電車のホームには、無防備な人が大勢立つ。
東急つきみ野駅では、線路沿いに張ったワイヤで、乗客の転落を防止する新型のホーム柵を設置した。
こういうのを、ホーム柵と考えるかホームドアと考えるかによって、呼び名だけでなく、構造がどこか違いそうな気もする。
ホームに10メートル間隔で立てた支柱の間に、1.36メートルの高さまで張ったワイヤを、電車が到着するときにせり上げて乗降させる。
何か半端なこの高さに、どういう意味があるのかはわからない。
日本人の体のどこかの平均高さだろうか、というのは勝手な想像である。
電車が近づくと、柵から離れるよう放送が流れて、停車直前に電子音が鳴り、3.5秒でワイヤが上がる。
寸法も時間も、きざむのが設計者のお好みらしい。
「扉型のホームドアと比べて列車の停止時間が短く、運行に影響せずに最大限の安全を確保できた」とご自慢のようである。

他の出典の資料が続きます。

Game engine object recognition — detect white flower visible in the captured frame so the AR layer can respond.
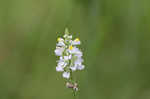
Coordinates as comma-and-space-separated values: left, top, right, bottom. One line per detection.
55, 28, 85, 82
56, 66, 64, 72
57, 60, 67, 68
64, 56, 69, 60
74, 56, 83, 65
75, 50, 83, 57
59, 56, 63, 60
62, 72, 70, 79
70, 65, 77, 71
77, 64, 85, 70
70, 56, 84, 71
72, 41, 80, 45
56, 37, 65, 46
68, 46, 82, 55
72, 38, 81, 45
57, 42, 65, 46
70, 63, 85, 71
64, 55, 72, 60
54, 47, 64, 56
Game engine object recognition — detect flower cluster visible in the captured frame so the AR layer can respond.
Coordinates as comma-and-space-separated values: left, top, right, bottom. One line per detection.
54, 28, 85, 81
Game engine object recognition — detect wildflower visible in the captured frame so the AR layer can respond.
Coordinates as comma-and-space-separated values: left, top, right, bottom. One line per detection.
63, 72, 70, 79
57, 42, 65, 46
57, 38, 65, 46
54, 47, 64, 56
68, 47, 82, 56
64, 55, 72, 60
56, 66, 64, 72
54, 28, 85, 92
77, 64, 85, 70
72, 38, 81, 45
57, 60, 67, 68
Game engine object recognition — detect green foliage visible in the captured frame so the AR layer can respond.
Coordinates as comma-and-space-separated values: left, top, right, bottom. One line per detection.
0, 0, 150, 99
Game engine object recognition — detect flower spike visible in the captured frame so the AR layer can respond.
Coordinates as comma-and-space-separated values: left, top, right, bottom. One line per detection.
54, 28, 85, 94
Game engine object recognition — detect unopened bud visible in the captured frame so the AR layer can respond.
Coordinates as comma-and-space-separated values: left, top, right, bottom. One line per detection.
66, 82, 74, 88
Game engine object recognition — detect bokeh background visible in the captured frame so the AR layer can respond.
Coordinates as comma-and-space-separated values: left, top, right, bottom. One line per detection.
0, 0, 150, 99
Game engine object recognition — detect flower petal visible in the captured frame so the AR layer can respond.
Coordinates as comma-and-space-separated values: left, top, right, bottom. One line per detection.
62, 72, 70, 79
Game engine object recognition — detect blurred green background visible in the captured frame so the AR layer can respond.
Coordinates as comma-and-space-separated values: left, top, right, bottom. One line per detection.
0, 0, 150, 99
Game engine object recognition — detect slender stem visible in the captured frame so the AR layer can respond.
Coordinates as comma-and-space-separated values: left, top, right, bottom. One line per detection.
63, 30, 78, 98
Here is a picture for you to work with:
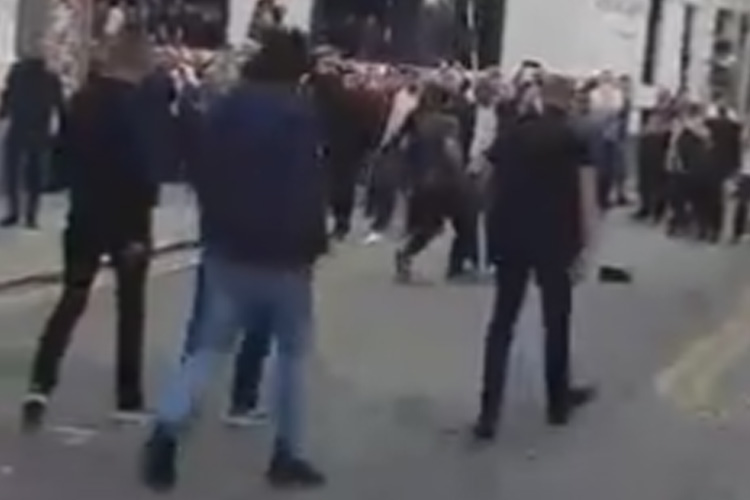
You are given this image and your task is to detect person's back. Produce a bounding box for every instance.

扇型のホームドア、そんなものがあるのだろうか。いくら何でも、電車が来ますドアを開けますからどいてくださいバタン、はないだろうと思っていて、小刻みに折りたたむのも扇型であることにここで気付く。
扇形ではなく扇型なのだ。こういうのは文字をよく見ないとわからない。
出勤時刻をずらせることなど思いも及ばなかった時代には、線路に飛び降りて隣のホームにすばやく這い上がる人はいても、ゲームや交信に気をとられて落ちるボケはいなかった。
人間がだんだん世話が焼けるようになってくると、安全第一のハードルもせり上がってくる。
智恵の偏った人間たちは、一方でむやみに便利なものを作り出し、別のことでは、ばかばかしいような不便を作り出している。
安全の神様もご苦労様なことである。